Stephan Thome, der aus einer hessischen Kleinstadt stammt, hat etliche hochgelobte Romane geschrieben, allerdings zu Beziehungsthemen oder Fragen der Lebensgestaltung. Mit dem historischen China-Roman „Gott der Barbaren“ betritt der 46-Jährige ein neues Feld und bewährt sich auch hier.

Der fachkundige Sinologe Thome zeigt mit seinem formenreichen Roman „Gott der Barbaren“ ein Riesenreich in einer historischen Phase des Niedergangs und Umbruchs. Der semifiktionale Roman wirft die interessante Frage auf, ob und inwieweit sich die aktuell imperiale Politik Chinas aus der Vergangenheit erklären lässt. Indirekt erzählt Thome aber auch vom heutigen Europa, in dem der Verlust von Orientierung durch Fanatismus kompensiert wird.

Die Opiumkriege verknüpfen Vergangenheit und Gegenwart

Was passiert, wenn man diesen spannenden, lehrreichen 700-Seiten-Roman über China durch hat? – Man will unbedingt mehr wissen! Autor und Sinologe Stephan Thome, der lange in Taipeh, der Hauptstadt Taiwans, lebte und Konfuzius-Studien betrieb, öffnet die Tür zu einem aktuell wenig diskutierten Thema der Weltgeschichte: die Opiumkriege im Verlauf der gewaltsamen Öffnung Chinas für den Handel durch die Briten Mitte des 19. Jahrhunderts.

Autor Stephan Thome (Foto: Suhrkamp Verlag - Heike Steinweg / Suhrkamp Verlag)
Autor Stephan Thome

Zwischen den Zeilen findet sich immer wieder die Frage, wie diese Geschichte die von China maßgeblich bestimmte Gegenwart erklärt.

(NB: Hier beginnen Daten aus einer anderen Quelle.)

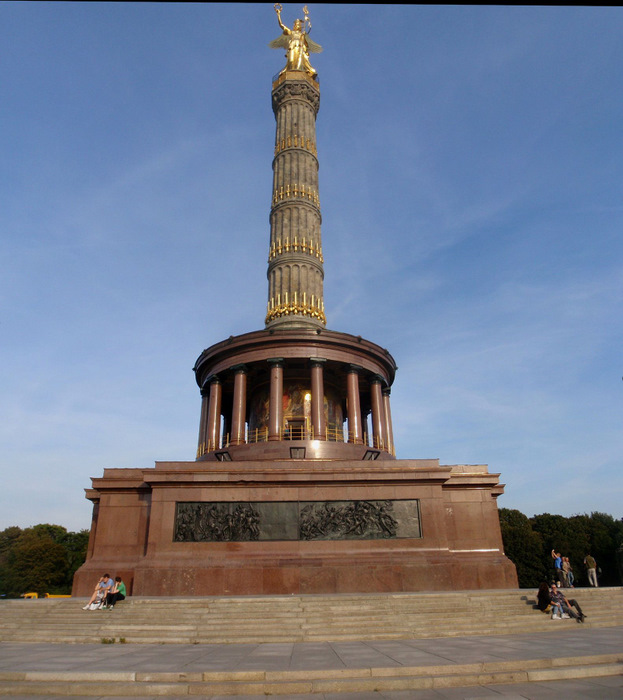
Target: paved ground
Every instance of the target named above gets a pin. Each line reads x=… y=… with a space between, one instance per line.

Wurde damals der Boden bereitet für Chinas imperiale Politik heute?

Die Geschichte wählt einen Mittelweg zwischen Dokumentation und Fiktion

„Gott der Barbaren“ ist halb dokumentarisch, halb fiktional. Die Existenz vieler Figuren in Thomes Roman ist historisch verbrieft. Nur zum Beispiel: Karl Gützlaff, deutscher Missionar und Betrüger; Prinz Gong, Unterhändler des Kaisers und sein Halbbruder oder Hong Xiuquan, der Anführer der Taiping-Rebellen. Einige von ihnen erhebt Thome in den Rang von Erzählern, andere, wie der chinesische Prinz, werden nur von außen beschrieben.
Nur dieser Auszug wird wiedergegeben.